Helena tells the audience what they already know… that modern life has changed… it is hurried… they have less time now… probably work longer hours and, perhaps, earn less money than before. There is little time for family, community or personal development. This, she says, occurs “ …in proportion to proximity to the global economy”.

inequities of the global economy contribute to the conditions that create fundamentalism and terrorism

“That’s not progress”, she asserts.

It is the increasing competitiveness of global business that brings these pressures into communities where it is individuals who experience them most acutely. Those pressures, plus fears coming from new uncertainties such as the September 11 attacks in the USA and the Bali bombing, drive the trend towards conservatism in Australian society. The inequities of the global economy contribute to the conditions that create fundamentalism and terrorism, Helena believes.

To live calmer, less harried and hurried lives, Helena says we must seek first to understand the structures that make us unhappy and then understand what we can do about it on the personal and community level.

“See education as activism”, she says. “Set up social and learning circles. Have groups of 10 to 15 people who like each other’s company and discuss issues and do things together…”.

“There is a lot we can do at the local level”, Helena says. “We can start to rebuild local, live culture. We can start to localise”

One of roles of the learning circles might be to examine the ways in which governments subsidise food products from overseas or interstate, so they can be shipped thousands of kilometres to appear on the shelves of local stores at prices below that of local products. Subsidies of this sort can put local farmers and businesses out of business.

Helena Norberg-Hodge at Randwick City Council's annual Ecoliving Fair
Helena Norberg-Hodge at Randwick City Council’s annual Ecoliving Fair

The new localism

“There is a lot we can do at the local level”, Helena says. “We can start to rebuild local, live culture. We can start to localise”.

Cultural and economic localisation fly in the face of global trends, but they are the keys to a renewed prosperity and to local security at a time of increasing oil prices and scarcity, Helena suggests.

“We can rebuild local community, encourage local creativity such as music… music without the ‘stars’. The thing is to increase local economic activity, to become more economically literate. A part of this is rebuilding the local food economy. We need to build cooperation between producers and consumers… to look at what happens from seed to table, in marketing as well as the growing of food”, she says.

Helena Norberg-Hodge makes a point
Helena Norberg-Hodge makes a point

Farmer’s markets, local food, local music, local culture – it starts to sound like a re-creation of the past. It is anything but.

Australia’s growing number of farmers’ markets are an example of Helena’s ideas about developing local economies. There were few just a decade ago, now there are many.

“I helped set up the Byron Farmer’s Market”, she says, adding that “ …ideally, farmer’s markets should have equal representation of farmers and consumers to run them”. This does not appear to be the case in Byron Bay where, according to one grower, the weekly farmer’s market is virtually a closed shop to which entry is difficult to achieve.

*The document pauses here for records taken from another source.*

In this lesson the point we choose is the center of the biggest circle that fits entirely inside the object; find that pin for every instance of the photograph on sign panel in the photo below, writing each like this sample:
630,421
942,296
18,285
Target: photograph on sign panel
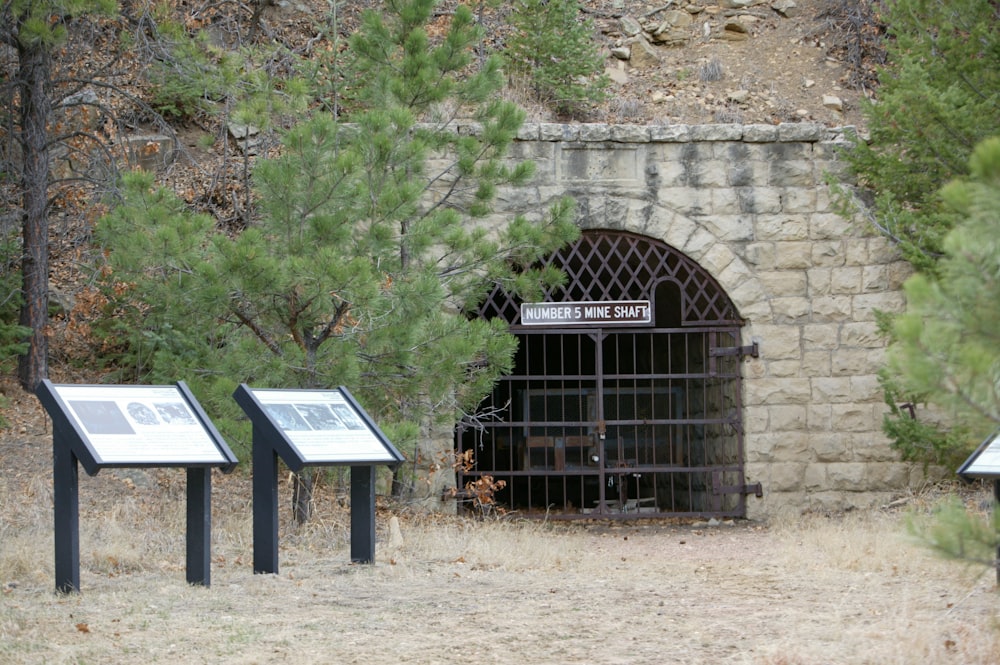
175,413
142,414
348,416
101,417
319,416
286,417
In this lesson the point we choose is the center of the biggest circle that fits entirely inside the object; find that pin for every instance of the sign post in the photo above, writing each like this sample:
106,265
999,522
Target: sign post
102,427
985,463
312,427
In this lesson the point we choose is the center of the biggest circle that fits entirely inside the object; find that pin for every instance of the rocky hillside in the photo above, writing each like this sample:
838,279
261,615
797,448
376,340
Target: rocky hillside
703,61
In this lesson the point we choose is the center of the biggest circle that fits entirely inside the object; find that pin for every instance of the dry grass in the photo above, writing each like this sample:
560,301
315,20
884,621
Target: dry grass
845,589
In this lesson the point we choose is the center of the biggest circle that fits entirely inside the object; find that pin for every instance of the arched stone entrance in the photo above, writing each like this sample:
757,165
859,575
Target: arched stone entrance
612,409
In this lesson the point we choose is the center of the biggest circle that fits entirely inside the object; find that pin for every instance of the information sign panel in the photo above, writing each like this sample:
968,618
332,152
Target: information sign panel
312,427
985,462
612,312
139,426
326,426
130,426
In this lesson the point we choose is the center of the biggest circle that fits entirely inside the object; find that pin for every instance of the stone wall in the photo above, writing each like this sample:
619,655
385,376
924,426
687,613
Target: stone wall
750,205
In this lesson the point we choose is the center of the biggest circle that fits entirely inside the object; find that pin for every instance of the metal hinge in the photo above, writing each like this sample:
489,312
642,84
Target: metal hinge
718,488
741,351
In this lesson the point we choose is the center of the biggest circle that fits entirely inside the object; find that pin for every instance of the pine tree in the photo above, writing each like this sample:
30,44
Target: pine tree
947,345
370,247
35,30
938,96
554,52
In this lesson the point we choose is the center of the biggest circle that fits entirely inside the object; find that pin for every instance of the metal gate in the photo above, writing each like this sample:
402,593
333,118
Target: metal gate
618,421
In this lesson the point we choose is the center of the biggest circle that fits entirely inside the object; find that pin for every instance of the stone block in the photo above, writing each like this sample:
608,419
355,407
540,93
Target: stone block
800,131
828,253
864,334
849,476
820,417
853,418
831,389
628,134
792,173
799,200
760,133
720,132
881,250
782,227
898,273
814,478
854,362
824,336
729,228
820,281
760,200
787,418
698,243
845,281
865,305
790,310
866,388
690,201
785,477
716,258
783,283
856,251
815,363
548,131
828,226
761,255
778,342
771,391
784,368
826,309
792,255
874,278
670,133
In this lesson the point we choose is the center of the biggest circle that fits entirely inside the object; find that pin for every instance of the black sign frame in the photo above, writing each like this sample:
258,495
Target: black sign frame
974,468
272,440
613,313
73,446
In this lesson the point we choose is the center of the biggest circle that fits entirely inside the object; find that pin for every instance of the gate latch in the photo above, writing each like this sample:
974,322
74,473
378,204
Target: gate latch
741,351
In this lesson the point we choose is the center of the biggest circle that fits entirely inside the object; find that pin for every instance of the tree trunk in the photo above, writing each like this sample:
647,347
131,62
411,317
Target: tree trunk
302,488
35,105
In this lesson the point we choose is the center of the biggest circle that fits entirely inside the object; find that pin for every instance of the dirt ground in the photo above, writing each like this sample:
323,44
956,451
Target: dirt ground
818,589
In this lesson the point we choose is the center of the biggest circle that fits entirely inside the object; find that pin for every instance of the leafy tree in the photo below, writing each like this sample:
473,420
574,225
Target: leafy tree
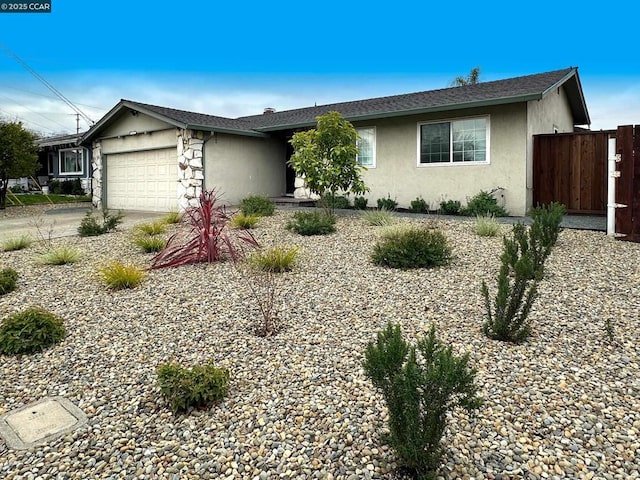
471,79
18,155
326,157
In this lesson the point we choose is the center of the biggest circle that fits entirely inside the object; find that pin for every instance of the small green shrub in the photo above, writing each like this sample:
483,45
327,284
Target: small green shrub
484,203
199,386
244,221
387,203
31,330
257,205
152,228
421,385
333,202
17,243
450,207
275,259
150,243
360,203
66,187
379,218
62,255
419,205
486,226
517,288
8,280
118,276
412,247
172,218
91,227
312,223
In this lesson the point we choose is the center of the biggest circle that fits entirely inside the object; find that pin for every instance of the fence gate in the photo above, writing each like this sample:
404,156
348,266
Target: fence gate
571,168
628,183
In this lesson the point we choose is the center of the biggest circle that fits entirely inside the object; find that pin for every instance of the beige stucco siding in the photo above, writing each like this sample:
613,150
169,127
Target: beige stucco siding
239,166
543,116
398,174
126,122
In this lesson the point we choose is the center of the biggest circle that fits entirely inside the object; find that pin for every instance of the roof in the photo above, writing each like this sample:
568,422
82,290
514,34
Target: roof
499,92
513,90
73,138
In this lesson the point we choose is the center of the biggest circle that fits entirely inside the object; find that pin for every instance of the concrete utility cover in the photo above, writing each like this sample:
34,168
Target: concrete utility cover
39,422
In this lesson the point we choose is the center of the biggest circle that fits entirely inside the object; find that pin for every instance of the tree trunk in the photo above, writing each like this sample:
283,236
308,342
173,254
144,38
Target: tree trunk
4,182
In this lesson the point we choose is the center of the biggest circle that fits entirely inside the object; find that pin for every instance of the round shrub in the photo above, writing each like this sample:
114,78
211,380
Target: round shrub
255,205
31,330
412,247
8,279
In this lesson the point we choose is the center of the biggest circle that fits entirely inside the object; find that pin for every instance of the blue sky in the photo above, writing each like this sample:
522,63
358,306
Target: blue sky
234,59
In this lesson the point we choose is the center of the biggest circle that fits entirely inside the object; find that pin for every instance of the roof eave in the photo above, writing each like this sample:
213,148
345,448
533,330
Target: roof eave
230,131
415,111
575,96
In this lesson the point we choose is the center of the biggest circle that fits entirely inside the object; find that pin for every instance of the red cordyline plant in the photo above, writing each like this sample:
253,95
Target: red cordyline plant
208,240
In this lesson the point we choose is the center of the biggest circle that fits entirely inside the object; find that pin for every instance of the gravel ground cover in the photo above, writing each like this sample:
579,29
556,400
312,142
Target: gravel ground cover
566,404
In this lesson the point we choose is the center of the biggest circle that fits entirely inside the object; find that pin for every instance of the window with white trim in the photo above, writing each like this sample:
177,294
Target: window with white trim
71,161
456,141
366,147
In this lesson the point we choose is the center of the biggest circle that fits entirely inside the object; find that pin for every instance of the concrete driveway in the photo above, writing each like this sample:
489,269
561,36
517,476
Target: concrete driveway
60,221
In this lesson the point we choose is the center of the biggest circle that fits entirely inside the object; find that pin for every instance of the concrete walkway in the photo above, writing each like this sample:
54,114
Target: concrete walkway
61,222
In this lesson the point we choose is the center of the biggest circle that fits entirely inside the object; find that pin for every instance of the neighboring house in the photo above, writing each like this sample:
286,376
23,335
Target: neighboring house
63,158
440,144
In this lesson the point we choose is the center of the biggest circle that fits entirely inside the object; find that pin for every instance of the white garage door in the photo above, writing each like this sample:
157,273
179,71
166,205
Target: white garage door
145,181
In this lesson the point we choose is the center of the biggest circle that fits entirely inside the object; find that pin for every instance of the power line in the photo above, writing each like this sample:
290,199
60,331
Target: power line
48,85
52,97
36,113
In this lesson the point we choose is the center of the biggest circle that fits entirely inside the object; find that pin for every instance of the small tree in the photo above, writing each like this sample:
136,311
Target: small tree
18,155
326,157
471,79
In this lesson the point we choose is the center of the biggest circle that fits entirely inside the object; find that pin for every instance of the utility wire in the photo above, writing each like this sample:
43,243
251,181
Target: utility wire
47,84
36,113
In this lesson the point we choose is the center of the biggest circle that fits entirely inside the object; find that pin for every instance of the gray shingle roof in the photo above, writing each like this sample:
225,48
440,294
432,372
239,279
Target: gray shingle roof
190,119
485,93
511,90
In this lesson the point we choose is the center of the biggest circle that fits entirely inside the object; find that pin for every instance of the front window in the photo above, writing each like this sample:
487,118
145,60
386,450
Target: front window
71,161
457,141
366,147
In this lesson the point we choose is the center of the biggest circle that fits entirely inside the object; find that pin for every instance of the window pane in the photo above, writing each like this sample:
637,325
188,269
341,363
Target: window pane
434,142
366,146
471,136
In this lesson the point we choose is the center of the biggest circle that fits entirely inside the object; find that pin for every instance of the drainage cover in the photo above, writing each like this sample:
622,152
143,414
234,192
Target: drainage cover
39,422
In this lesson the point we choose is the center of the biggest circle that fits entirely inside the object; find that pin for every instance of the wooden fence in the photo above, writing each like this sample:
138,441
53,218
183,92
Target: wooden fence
628,183
571,168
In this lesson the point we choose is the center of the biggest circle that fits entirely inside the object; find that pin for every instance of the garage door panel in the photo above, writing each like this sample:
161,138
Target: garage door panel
142,180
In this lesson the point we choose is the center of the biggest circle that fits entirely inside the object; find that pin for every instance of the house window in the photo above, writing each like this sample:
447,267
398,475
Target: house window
71,161
366,147
457,141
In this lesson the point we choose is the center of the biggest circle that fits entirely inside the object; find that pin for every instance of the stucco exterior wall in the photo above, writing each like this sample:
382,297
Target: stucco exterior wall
239,166
127,122
141,141
546,115
398,174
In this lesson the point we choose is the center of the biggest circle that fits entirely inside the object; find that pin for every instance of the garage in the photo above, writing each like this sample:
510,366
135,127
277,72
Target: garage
142,180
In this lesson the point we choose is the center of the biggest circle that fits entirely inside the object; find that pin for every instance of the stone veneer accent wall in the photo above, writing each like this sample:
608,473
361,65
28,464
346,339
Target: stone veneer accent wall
190,167
96,176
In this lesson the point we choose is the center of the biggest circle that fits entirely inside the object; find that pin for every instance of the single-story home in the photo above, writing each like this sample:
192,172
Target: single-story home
440,144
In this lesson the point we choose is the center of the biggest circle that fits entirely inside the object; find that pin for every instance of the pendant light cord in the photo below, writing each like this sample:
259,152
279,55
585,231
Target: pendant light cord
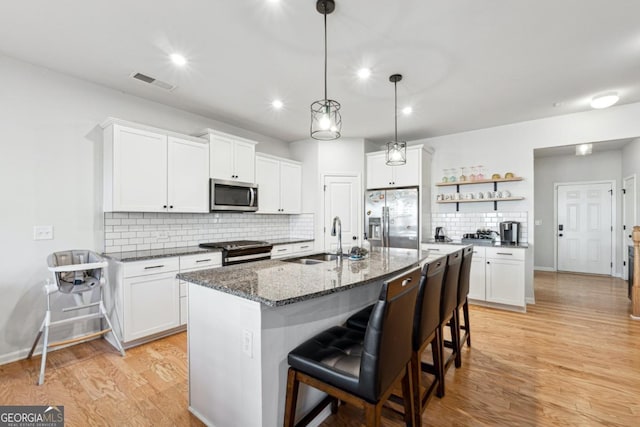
395,91
325,50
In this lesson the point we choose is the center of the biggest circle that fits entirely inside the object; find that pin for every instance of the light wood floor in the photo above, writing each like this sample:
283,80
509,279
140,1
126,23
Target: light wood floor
572,360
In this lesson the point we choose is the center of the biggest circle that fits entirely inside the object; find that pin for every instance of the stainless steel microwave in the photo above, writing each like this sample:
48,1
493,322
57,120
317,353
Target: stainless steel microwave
233,196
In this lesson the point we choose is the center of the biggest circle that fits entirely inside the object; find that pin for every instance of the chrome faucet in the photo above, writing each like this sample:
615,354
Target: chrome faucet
337,231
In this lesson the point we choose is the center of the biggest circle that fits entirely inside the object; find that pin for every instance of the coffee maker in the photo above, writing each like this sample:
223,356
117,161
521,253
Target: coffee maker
510,232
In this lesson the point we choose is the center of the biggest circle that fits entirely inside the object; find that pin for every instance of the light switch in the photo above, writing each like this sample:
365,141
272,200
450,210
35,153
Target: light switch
43,232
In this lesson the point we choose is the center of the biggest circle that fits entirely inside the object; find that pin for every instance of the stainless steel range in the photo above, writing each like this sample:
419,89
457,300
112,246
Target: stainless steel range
241,251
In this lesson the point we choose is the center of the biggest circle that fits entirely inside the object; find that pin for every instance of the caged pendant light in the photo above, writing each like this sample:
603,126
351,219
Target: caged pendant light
326,122
396,150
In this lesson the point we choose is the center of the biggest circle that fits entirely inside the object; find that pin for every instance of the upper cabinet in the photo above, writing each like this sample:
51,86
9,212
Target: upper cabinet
151,170
231,157
279,185
379,175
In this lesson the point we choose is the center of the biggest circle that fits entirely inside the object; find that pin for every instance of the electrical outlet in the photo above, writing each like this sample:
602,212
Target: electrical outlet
43,232
247,343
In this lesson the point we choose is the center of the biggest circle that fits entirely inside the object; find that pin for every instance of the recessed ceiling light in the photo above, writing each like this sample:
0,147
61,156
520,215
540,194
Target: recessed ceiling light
178,59
605,100
364,73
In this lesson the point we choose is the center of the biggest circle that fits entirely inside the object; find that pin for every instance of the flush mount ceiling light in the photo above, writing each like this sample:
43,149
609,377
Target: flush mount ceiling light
396,150
326,122
583,149
178,59
605,100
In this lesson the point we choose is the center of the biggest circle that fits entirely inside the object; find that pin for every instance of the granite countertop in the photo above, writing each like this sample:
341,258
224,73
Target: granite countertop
289,240
276,282
131,256
497,244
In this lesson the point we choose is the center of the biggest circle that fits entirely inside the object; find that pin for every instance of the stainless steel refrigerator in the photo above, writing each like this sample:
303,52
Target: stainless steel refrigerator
392,218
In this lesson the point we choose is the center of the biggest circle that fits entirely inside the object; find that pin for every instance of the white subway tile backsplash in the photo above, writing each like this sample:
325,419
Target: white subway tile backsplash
459,223
142,231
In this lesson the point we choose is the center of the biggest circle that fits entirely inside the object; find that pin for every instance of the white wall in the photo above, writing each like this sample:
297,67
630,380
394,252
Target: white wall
50,170
319,158
599,166
510,148
631,166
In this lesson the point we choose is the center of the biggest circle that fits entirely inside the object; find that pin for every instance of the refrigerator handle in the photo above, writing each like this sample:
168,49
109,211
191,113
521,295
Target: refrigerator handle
385,227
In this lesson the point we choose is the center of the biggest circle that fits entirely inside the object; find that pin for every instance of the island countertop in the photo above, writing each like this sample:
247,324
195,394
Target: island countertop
278,282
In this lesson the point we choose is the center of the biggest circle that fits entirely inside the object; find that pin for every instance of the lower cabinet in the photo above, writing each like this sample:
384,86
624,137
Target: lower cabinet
290,249
145,299
497,276
497,273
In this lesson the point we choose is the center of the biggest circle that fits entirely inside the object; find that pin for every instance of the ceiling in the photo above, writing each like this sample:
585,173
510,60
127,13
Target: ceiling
467,64
570,150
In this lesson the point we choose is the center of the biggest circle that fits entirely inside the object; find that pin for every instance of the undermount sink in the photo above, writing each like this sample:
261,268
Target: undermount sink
314,259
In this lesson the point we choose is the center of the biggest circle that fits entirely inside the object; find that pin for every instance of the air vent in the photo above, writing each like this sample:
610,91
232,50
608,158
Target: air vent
153,81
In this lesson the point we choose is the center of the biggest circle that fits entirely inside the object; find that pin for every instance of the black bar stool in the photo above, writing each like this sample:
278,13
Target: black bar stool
463,303
425,331
356,367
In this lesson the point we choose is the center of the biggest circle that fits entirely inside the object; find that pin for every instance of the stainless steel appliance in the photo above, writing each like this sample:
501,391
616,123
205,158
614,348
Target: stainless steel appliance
233,196
241,251
510,232
392,218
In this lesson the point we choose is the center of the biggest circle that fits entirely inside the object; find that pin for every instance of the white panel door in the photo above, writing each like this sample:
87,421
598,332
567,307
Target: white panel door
268,179
629,219
139,170
379,175
290,188
342,198
188,176
584,228
244,161
221,158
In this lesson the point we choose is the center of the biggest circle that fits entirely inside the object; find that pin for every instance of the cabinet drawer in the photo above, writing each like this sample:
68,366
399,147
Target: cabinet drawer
151,266
280,251
201,261
505,253
303,247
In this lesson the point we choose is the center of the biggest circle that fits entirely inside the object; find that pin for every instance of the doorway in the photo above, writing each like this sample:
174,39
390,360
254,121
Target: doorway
629,218
343,199
584,225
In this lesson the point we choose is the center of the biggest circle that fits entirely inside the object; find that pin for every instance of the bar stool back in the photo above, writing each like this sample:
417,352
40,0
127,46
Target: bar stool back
356,367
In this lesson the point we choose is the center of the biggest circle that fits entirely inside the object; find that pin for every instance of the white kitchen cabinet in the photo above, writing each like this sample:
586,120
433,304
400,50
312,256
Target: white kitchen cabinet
291,249
477,289
379,175
189,263
505,276
146,301
231,158
279,185
152,170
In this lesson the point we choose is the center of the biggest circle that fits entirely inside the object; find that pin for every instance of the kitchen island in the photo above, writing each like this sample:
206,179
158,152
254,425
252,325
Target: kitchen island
244,319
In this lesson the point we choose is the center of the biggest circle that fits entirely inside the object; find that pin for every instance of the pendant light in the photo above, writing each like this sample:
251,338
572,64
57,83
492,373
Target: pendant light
326,122
396,150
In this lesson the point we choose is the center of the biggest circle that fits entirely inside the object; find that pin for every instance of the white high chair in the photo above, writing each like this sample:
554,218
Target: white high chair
76,272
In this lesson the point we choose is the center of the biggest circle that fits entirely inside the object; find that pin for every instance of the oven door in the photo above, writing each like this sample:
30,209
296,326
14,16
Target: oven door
233,196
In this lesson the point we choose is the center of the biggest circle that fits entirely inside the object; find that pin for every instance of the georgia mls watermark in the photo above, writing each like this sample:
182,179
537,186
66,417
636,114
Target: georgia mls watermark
31,416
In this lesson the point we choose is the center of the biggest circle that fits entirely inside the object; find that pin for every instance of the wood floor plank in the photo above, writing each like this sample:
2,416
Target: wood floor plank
572,360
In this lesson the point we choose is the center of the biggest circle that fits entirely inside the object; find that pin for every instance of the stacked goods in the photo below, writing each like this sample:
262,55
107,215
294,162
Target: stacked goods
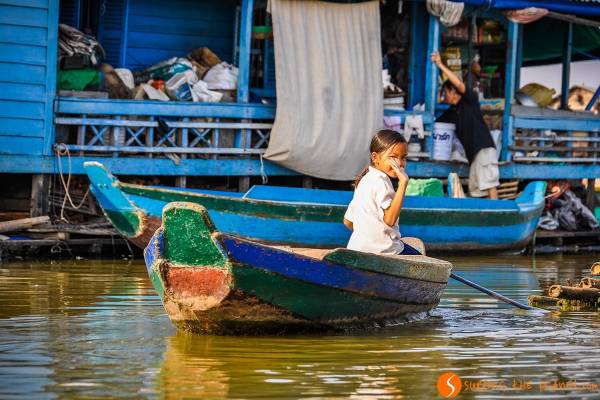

People receive confusing signals about building local food communities when ‘green’ industries, such as organic farming, strive to gain a foothold in the global food markets, Helena says.

Farmer’s markets, local food, local music, local culture – it starts to sound like a re-creation of the past. It is anything but. Helena’s new localism is cosmopolitan, not parochial. It is global in outlook but local in action. And it may be the way to insulate our communities against the ravages of economic globalisation.